AG Hannover zu Schulstreich: Das Amtsgericht Hannover hat entschieden, dass ein Schüler kein Schmerzensgeld dafür zahlen muss, dass er einem anderen den Stuhl wegzog, wodurch dieser mit dem Kopf auf den Boden schlug. Unter Berufung auf den Bundesgerichtshof befanden die Richter, dass die Schule ein besonderer Raum sei, an dem Schüler nur für vorsätzliche Taten haften. Dabei müsse sich der Vorsatz auf die ernsthaften Verletzungsfolgen erstrecken, berichten SZ (Matthias Kohlmaier) und FAZ (Reinhard Bingener).
Recht in der Welt
Österreich - Hypo-Gesetz gekippt: Der österreichische Verfassungsgerichtshof hat den vor einem Jahr gesetzlich verfügten Schuldenschnitt von 1,7 Milliarden Euro gekippt. Zur Begründung hieß es, das vom Parlament verabschiedete Sondergesetz bedeute einen "Verstoß gegen das Grundrecht auf Schutz des Eigentums". Haftungserklärungen eines Bundeslandes könnten nicht einfach per Gesetz zunichtegemacht werden.
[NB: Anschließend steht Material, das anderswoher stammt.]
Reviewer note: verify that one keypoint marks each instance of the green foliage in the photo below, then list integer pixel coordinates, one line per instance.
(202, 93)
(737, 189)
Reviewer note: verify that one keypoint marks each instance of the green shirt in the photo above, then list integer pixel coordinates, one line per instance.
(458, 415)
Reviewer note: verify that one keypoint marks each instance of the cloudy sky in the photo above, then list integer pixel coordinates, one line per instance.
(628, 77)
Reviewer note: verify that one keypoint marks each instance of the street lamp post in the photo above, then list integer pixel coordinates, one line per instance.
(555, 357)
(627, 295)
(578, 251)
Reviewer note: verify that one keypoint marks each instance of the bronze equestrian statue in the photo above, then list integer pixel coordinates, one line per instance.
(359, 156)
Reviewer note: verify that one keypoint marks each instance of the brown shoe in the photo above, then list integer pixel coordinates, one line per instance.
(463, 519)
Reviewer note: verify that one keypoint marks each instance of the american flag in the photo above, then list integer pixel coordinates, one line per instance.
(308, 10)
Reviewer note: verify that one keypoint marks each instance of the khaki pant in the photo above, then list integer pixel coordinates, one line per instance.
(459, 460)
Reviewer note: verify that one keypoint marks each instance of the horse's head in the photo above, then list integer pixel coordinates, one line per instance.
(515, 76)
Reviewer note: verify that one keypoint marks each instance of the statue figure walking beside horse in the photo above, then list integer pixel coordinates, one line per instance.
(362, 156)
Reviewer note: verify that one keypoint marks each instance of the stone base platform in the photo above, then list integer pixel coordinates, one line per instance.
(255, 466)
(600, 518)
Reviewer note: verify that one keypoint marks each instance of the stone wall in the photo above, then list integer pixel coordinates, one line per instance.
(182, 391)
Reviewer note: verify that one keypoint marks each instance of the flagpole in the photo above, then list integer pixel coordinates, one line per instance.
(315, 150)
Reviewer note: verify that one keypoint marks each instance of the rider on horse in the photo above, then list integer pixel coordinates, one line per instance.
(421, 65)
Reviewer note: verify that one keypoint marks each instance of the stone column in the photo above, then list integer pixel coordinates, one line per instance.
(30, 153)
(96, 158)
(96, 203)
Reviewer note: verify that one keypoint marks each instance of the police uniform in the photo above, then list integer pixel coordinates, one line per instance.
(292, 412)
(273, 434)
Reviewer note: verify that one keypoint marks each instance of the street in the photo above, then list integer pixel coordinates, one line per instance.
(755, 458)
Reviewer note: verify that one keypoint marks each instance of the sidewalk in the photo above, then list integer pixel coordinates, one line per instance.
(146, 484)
Über die Entscheidung und die Folgen berichten die FAZ (Christian Geinitz/Markus Frühauf) und die SZ (Maren Schreiber).
Libyen - Todesurteil gegen Gaddafis Sohn: Ein Gericht in Libyens Hauptstadt Tripolis hat Saif al-Islam al-Gaddafi wegen Kriegsverbrechen während des Aufstandes gegen Muammar al-Gaddafi zum Tode verurteilt und mit ihm acht weitere hochrangige Funktionäre des früheren Regimes. Wie die SZ (Paul-Anton Krüger/Ronen Steinke) berichtet, zeigte sich der UN-Menschenrechtsrat beunruhigt über den Ablauf des Prozesses. So sei die Arbeit der Verteidigung behindert und die individuelle Schuld der Angeklagten nicht festgestellt worden. Gaddafis Sohn wurde in Abwesenheit verurteilt, da er von Milizen in einem anderen Landesteil festgehalten wird.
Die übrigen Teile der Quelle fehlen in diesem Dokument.